The power of a good structure
- Catherine Garson
- Apr 19, 2023
- 2 min read
Updated: Jun 2, 2023

I have been giving writing support to professionals, academics, and post-graduate students across multiple disciplines for a long time. For many of them, English is not their mother tongue. It is a tough, competitive environment and to advance – either to the next level through examinations, or by getting their work published – they need to produce intelligible and coherent texts. I think it must be extraordinarily difficult to write sense in an academic register in a language that is not your own, no matter how well you speak it. (I speak and read Spanish and French fairly fluently, but I don’t think I would be able to put together a convincing academic argument in either language.) When I have heard some students talking about their plans and ideas, I have often thought: “Well I can see that you are very clever and capable, but I think your writing is going to let you down because your language is just not good enough.”

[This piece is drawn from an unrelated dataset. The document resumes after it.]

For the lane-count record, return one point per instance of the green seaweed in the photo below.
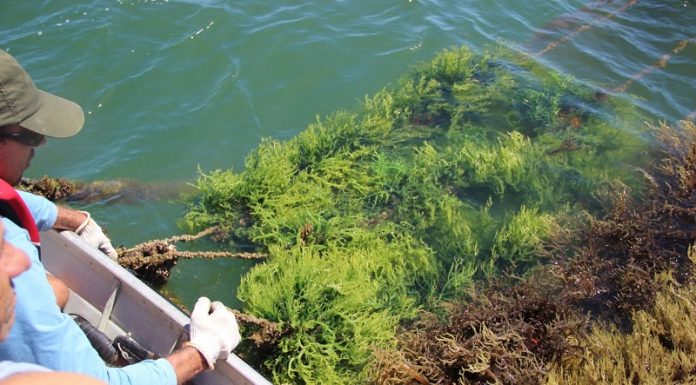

And I have so often been proved wrong.
Using quite unsophisticated language, sometimes full of mistakes, many of my mentees have made it by producing well-structured pieces of work. The introduction tells you what to expect, the body does what was promised in the introduction, and they have arranged their ideas well, used effective organizing principles, and shown that they understand the purpose of the paragraph. The argument emerges in an unbroken thread. The conclusion wraps it all up, and there is no padding.
This can be a bit formulaic and linguistic errors may jar and create a few bumps. But the underlying soundness makes for a reasonably smooth journey for the reader, because the connective tissue and the most important signposts are there.
Compare this to another approach: grammatically perfect error-free sentences with more sophisticated language – looking good on the face of it – but placed in a clump of similar-seeming sentences, which are paragraphs only because they are separated from other clumps of sentences by a bigger space. In fact, they are a jumble of ideas with random beginnings and endings, and the reading experiences is as frustrating and exhausting as untangling a very knotted ball of wall.
Of course, it isn’t as binary as this. When assessing academic and technical writing, we are, of course, talking about a spectrum of conceptual and linguistic strengths and weaknesses.
But I make the point to encourage writers working with complex ideas to err on the side of logical sequencing over linguistic sophistry.